Now, why can the logician not prove that Jal is a truther? This can be seen very straightforwardly: we just proved that Jal is a truther, which means that all of Jal’s statements must be true. So in particular, Jal’s statement that “you will never prove that I am a truther” must be true. So in other words, it’s true that the logician will never prove that Jal is a truther!

So there you have it, a statement that appears to satisfy both of the criteria!

But now the next question I have for you is a bit trickier. It appears from the line of reasoning above that we have just proven that Jal is a truther. So why couldn’t the logician just run through that exact same line of reasoning? It appears to be perfectly valid, and to use nothing more advanced than basic predicate logic.

But if the logician does go through that line of reasoning, then he will conclude that Jal is a truther, which will make Jal’s statement false, which is a contradiction! So we’ve gone from something which was maybe just unintuitive to an actual paradox. Can you see how to resolve this paradox? (Again, see if you can figure it out yourself before reading on!)

(…)

Okay, so here’s the resolution. If we say that the logician can go through the same line of reasoning as us, then we reach a contradiction (that a truther tells a false statement). So we must deny that the logician can go through the same line of reasoning as us. But why not? As I said above, the reasoning is nothing more complicated than basic predicate logic. So it’s not that we’re using some magical supernatural rules of inference that no mortal logician could get his hands on. It must be that one of the assumptions we used in the argument is an assumption that the logician cannot use.

So look back through the argument, and carefully consider each of the assumptions we used:

First of all, why does it entail that Jal is a truther? Let’s prove it by contradiction. Suppose that Jal is not a truther. Then, since Jal is either a truther or a liar, Jal must be a liar. That means that every statement Jal makes must be false. So in particular, Jal’s statement that “you will never prove that I am a truther” must be false. This entails that the logician must eventually prove that Jal is a truther. But we assumed that Jal isn’t a truther! So the logician must eventually prove a falsehood. But remember, we assumed that our logician’s proofs were always sound, so that he will never prove a falsehood. So we have a contradiction.

In order, we made use of the assumptions that (1) Jal is either a truther or a liar, (2) every statement made by a liar is false, and (3) the logician is a sound reasoner.

I told you at the beginning that facts (1) through (2) are all known to the logician, but I did not say the same of (3)! The logician can only run through this argument if he knows that he is a sound reasoner (that he only proves true things). And this is the problem assumption, which must be rejected.

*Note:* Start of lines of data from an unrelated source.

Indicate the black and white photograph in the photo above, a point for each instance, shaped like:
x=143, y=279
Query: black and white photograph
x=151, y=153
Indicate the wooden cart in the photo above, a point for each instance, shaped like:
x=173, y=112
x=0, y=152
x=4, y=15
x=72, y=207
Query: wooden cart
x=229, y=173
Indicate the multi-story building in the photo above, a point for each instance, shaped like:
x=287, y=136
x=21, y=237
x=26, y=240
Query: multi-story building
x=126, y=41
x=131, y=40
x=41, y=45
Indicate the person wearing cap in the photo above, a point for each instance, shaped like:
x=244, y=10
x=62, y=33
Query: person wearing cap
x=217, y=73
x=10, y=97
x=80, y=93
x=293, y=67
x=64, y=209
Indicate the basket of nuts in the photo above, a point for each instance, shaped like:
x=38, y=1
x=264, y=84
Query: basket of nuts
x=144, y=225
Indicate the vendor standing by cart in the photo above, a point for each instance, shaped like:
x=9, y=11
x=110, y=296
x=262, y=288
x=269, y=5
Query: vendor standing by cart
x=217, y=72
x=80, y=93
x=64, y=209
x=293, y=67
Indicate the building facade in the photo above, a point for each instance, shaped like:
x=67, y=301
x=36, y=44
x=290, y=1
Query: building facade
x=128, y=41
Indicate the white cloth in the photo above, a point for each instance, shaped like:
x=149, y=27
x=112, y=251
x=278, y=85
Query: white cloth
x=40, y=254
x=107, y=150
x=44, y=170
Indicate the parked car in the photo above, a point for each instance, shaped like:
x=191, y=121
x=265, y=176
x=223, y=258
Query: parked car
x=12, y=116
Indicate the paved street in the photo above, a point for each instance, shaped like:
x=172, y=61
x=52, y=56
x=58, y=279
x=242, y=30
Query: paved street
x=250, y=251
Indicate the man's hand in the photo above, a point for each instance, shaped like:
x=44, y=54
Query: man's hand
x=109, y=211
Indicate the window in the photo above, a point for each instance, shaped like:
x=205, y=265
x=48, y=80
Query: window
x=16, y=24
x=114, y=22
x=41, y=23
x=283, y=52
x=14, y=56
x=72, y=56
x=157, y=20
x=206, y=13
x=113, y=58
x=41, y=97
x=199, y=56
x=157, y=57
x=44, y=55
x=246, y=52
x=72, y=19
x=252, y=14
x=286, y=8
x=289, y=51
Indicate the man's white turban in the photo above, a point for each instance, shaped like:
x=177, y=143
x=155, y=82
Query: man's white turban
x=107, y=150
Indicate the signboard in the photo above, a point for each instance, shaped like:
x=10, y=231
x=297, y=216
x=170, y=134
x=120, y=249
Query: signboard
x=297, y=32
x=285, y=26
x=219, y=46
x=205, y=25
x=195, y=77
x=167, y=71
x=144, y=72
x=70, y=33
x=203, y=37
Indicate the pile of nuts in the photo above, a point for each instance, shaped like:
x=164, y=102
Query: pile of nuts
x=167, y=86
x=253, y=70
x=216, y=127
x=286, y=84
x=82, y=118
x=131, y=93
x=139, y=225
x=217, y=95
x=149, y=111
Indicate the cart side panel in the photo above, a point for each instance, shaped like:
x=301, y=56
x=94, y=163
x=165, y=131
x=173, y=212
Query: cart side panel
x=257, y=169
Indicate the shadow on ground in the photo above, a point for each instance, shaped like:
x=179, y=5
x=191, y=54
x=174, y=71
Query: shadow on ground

It’s not that no logician can actually ever be sound (a logician who only ever reasons in first order logic and nothing more fancy would be sound). It’s that the logician, though he really is sound, cannot know himself to be sound. In other words, no sound system can prove its own soundness!

This is very similar to Gödel’s second incompleteness theorem. The only proof system which can assert its own consistency is an inconsistent proof system, and the only type of logician that can prove his own soundness will end up being unsound. Here’s the argument that the logician might make if they believe in their own soundness:

Supposing Jal is a liar, then his statement is false, so I could eventually prove that he is a truther. But then I’d have proven something false, which I know I can never do, so Jal must not be a liar. So he must be a truther. 

Since the logician has now produced a proof that Jal is a truther, Jal’s statement is false. This means that Jal cannot be a truther, so the logician has proven a false statement!